[转] KVM scalability and consolidation ratio: cache none vs cache writeback
In the latest ten years, full-virtualization technologies gained much traction. While this sometime led to an excessive virtual machines proliferation, the key concept is very appealing: as CPU performance and memory capacity relentless grow over time, why do not use this ever-increasing power to consolidate multiple operating system instances on one single, powerful server?
If done correctly (ie: without an unnecessary grow of total OS instances), this consolidation process bring considerable lower operating costs, both from electricity and maintenance/administration standpoints.
However, in order to extract good performance from virtual machines, it is imperative to correctly size the host virtualizer: CPU, disk, memory and network subsystems should all be capable to sustain the expected average workload, and also something more for the inevitable usage peeks.
Usually, the most stressed component in a virtualized environment is the I/O subsystem, especially taking into account the very slow random read/write speed offered by mechanical disks. As covered in previous articles, KVM give you the choice to enable OS caching on the image file or LVM volume backing a VM's virtual disk.
As latest Qemu versions honor write barrier requests and pass them down to the host stack, using a write-back strategy is a real option. Sure, it is not a silver bullet: there are some cases where a write-back cache could represent a problem, for example in scenario involving live-migration operation (currently, libvirt/qemu advise you to not use writeback cache during live migration, or data corruption may happens). However in many cases it is an appropriate choice.
So, go straight to the point: how KVM cache setting affect VMs performance, host resources usage and consolidation ratio?

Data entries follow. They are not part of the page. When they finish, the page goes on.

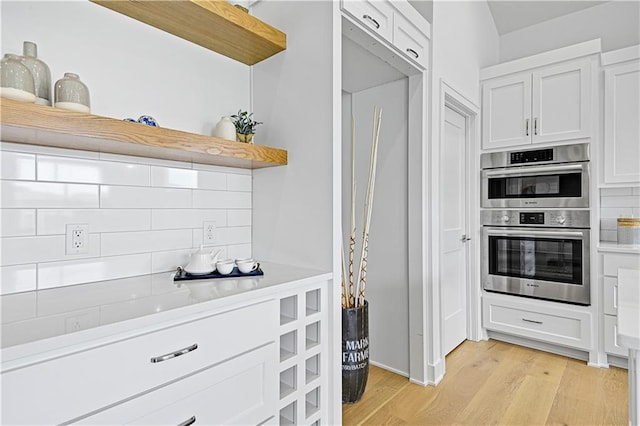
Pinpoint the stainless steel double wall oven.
[481,144,591,305]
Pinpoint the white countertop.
[618,268,640,351]
[598,241,640,254]
[0,262,331,368]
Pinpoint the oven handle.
[484,164,584,178]
[486,229,584,239]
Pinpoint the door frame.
[433,79,486,366]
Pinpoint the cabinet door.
[604,61,640,183]
[79,342,278,425]
[531,59,592,143]
[393,13,429,68]
[342,0,393,42]
[482,72,531,149]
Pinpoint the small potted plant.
[231,110,262,143]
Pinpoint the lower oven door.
[482,227,591,305]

What we are looking for, and when using a cache is not appropriate
In this article we are going to evaluate if, and how much, different caching settings influence KVM performance at a point where consolidation ratio can be impacted. To answer this question, we will collect performance data from both guests and host machine.
In a previous article, I explained why using a write-back cache is quite safe now. Basically, Qemu/KVM honors any flushing operation issued by the guest, so if a guest writes sensible data and issues a flush, it can be certain that data hit the physical disk platters.
However, let me very clearly state that in some circumstances you should not use a write back cache.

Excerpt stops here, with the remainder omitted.